Mr. MACKENZIE KING:
Mr. Brockington's name was not mentioned on the question at all. I did not assume it had reference to Mr. Brockington; I assumed it had reference to some appointment similar to the appointment made by a former government in the last war, of someone to write a history of the war. It is true that my hon. friend has said nothing in the way of an attack to-day, but he has brought Mr. Brockington's name up on one or two previous occasions. He has been kind enough to say to me that he did not mean anything he said as any attack on Mr. Brockington; quite clearly then he meant what he said as a reflection on myself. At any rate I have taken it as such, and I am replying to what he said in a way which I think will justify before the country the position in which I have been placed.

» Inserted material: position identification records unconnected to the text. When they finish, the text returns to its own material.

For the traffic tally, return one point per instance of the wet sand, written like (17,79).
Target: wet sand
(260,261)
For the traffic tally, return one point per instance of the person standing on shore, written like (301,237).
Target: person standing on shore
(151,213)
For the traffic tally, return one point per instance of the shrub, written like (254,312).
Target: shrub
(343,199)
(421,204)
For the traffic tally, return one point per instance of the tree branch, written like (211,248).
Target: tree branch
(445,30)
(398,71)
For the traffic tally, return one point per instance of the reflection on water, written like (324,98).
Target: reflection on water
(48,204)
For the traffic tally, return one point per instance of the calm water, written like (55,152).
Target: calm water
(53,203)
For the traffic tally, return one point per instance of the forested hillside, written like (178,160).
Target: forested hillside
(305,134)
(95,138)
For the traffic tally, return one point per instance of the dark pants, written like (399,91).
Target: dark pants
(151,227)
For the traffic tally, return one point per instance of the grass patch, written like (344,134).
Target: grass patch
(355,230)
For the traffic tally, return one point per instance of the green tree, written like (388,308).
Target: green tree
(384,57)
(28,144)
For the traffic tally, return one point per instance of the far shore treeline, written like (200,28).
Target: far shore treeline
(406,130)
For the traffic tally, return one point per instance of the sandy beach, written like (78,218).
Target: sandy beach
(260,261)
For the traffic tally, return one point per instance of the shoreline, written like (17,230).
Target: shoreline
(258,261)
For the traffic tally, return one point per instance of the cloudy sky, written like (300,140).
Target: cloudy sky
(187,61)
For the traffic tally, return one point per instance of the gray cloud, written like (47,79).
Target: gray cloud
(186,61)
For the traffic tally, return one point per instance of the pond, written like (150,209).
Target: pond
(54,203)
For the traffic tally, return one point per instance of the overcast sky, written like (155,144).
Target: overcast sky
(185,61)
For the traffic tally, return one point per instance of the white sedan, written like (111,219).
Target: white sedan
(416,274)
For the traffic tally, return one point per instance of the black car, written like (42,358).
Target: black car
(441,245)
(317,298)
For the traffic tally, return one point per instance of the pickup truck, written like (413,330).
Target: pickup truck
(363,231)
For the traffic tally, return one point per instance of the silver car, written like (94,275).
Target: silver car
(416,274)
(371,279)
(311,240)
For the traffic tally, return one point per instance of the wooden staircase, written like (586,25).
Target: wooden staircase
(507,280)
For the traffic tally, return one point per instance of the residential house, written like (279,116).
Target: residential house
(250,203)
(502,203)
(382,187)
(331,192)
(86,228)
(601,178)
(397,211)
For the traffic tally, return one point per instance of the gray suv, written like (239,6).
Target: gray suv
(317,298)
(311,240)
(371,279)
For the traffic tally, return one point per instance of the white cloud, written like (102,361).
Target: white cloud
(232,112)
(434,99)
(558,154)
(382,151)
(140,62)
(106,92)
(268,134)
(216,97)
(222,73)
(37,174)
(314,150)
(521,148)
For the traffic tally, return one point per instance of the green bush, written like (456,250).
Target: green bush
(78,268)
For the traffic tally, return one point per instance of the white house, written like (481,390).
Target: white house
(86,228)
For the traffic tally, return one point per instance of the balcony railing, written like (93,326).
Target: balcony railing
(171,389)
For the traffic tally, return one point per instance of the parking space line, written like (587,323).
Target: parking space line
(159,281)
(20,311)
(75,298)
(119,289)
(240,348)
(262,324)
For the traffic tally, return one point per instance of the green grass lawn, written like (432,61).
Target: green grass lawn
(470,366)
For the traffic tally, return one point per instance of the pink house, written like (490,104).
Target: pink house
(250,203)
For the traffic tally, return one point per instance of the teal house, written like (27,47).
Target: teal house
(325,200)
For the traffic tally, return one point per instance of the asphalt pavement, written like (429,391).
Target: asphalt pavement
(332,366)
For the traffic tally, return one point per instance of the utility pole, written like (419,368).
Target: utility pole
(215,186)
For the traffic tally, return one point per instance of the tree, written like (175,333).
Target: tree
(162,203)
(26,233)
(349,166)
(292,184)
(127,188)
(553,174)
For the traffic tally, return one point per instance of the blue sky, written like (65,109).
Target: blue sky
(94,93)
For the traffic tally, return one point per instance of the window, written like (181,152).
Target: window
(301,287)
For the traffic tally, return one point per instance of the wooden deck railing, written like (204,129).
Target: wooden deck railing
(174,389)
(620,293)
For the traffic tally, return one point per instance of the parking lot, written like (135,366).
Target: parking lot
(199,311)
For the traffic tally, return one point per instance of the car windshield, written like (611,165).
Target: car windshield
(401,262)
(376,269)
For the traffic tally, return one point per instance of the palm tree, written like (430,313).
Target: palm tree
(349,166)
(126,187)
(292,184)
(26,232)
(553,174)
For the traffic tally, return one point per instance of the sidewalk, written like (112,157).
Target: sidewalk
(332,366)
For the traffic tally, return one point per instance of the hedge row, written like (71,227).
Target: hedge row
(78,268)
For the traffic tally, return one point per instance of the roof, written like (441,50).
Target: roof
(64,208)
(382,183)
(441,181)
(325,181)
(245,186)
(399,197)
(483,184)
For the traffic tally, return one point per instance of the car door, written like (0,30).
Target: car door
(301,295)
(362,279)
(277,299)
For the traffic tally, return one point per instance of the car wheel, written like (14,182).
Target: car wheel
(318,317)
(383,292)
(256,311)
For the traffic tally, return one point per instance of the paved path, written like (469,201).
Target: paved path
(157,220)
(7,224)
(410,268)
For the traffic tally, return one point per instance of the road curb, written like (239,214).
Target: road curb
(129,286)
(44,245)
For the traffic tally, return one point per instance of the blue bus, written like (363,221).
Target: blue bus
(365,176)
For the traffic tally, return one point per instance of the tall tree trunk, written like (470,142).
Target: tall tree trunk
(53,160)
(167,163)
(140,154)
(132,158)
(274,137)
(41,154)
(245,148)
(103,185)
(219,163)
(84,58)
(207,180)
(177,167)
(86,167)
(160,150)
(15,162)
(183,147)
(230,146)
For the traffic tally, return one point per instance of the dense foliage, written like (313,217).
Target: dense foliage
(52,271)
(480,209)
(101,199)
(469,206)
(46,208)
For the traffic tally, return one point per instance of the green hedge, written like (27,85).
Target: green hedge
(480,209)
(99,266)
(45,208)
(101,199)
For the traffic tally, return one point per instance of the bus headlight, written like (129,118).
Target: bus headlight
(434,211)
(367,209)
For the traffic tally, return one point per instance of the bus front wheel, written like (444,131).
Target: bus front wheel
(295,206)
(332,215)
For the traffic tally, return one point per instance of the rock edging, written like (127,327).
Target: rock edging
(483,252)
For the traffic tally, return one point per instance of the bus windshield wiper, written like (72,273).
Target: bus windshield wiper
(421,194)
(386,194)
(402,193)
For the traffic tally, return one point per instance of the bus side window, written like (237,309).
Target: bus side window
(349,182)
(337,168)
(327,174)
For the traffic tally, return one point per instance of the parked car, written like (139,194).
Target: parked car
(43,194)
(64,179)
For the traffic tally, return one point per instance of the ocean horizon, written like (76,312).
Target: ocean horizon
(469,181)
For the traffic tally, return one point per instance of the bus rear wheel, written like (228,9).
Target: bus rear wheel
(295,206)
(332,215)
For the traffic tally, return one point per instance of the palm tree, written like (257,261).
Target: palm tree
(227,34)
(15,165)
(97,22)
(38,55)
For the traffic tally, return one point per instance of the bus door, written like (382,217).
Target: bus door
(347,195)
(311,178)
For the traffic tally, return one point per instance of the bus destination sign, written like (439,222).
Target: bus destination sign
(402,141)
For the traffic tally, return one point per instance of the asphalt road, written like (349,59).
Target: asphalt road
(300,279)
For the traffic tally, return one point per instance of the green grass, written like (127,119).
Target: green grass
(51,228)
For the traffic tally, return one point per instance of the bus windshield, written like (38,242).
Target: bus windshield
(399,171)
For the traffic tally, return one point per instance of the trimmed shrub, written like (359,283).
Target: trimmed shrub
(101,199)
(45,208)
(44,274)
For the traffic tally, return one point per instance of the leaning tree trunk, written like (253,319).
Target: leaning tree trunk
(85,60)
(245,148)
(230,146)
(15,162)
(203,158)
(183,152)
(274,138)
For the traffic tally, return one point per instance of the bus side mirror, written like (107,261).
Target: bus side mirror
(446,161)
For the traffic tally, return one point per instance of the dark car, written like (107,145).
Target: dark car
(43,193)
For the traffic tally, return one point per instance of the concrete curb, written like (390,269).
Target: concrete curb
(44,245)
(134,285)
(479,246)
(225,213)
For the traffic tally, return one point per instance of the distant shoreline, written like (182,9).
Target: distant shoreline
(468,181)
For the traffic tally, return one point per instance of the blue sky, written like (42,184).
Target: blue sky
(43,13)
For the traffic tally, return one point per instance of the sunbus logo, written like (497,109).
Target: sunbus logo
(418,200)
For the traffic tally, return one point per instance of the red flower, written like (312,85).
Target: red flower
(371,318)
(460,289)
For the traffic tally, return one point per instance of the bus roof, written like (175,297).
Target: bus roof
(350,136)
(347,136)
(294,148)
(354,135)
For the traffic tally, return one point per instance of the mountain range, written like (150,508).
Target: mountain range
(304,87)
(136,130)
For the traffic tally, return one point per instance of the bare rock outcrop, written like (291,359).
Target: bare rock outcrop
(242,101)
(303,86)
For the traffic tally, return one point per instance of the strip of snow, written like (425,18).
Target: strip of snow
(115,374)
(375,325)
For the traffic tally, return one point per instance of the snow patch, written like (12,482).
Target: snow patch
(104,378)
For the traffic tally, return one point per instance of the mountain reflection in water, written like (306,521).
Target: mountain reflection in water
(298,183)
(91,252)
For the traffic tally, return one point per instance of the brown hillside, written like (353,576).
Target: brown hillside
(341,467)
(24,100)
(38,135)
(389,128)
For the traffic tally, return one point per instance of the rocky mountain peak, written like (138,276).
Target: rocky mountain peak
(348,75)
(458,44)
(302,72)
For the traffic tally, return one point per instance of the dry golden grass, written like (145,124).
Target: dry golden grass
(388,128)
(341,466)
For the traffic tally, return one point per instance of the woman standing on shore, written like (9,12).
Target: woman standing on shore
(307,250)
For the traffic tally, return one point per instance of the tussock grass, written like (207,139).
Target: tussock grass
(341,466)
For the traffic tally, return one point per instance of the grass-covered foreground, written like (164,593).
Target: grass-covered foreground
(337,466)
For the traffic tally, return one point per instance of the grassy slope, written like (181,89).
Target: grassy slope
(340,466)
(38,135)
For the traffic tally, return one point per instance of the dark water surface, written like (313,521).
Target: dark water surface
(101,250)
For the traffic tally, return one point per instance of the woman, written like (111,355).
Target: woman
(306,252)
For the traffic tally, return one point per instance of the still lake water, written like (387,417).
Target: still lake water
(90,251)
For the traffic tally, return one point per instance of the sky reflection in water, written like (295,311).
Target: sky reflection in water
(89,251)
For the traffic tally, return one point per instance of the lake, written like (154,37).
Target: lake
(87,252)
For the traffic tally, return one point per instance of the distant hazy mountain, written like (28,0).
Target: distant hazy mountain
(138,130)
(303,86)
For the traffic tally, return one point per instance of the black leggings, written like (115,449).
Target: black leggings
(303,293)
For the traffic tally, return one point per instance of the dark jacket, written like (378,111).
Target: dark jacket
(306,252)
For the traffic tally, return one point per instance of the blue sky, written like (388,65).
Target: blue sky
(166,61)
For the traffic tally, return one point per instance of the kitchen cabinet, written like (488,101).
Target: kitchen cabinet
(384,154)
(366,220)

In addition I would point out that while my hon. friend has been reflecting upon me in the house in this matter, some of his supporting journals on the outside have been making their attack from an opposite point of view; they have been saying it was part of my business to stand up and defend Mr. Brockington. My hon. friend said he was not attacking Mr. Brockington, so that no defence of him was needed; yet by his press on the outside I am being attacked on the score that I have attached to my office a gentleman who is being attacked and I am not defending him.
So far as Mr. Brockington is concerned, I think his abilities speak for themselves, I do not think he needs any defence. So far as I
am concerned I am prepared to abide by such attack as has been made and the explanation I have given.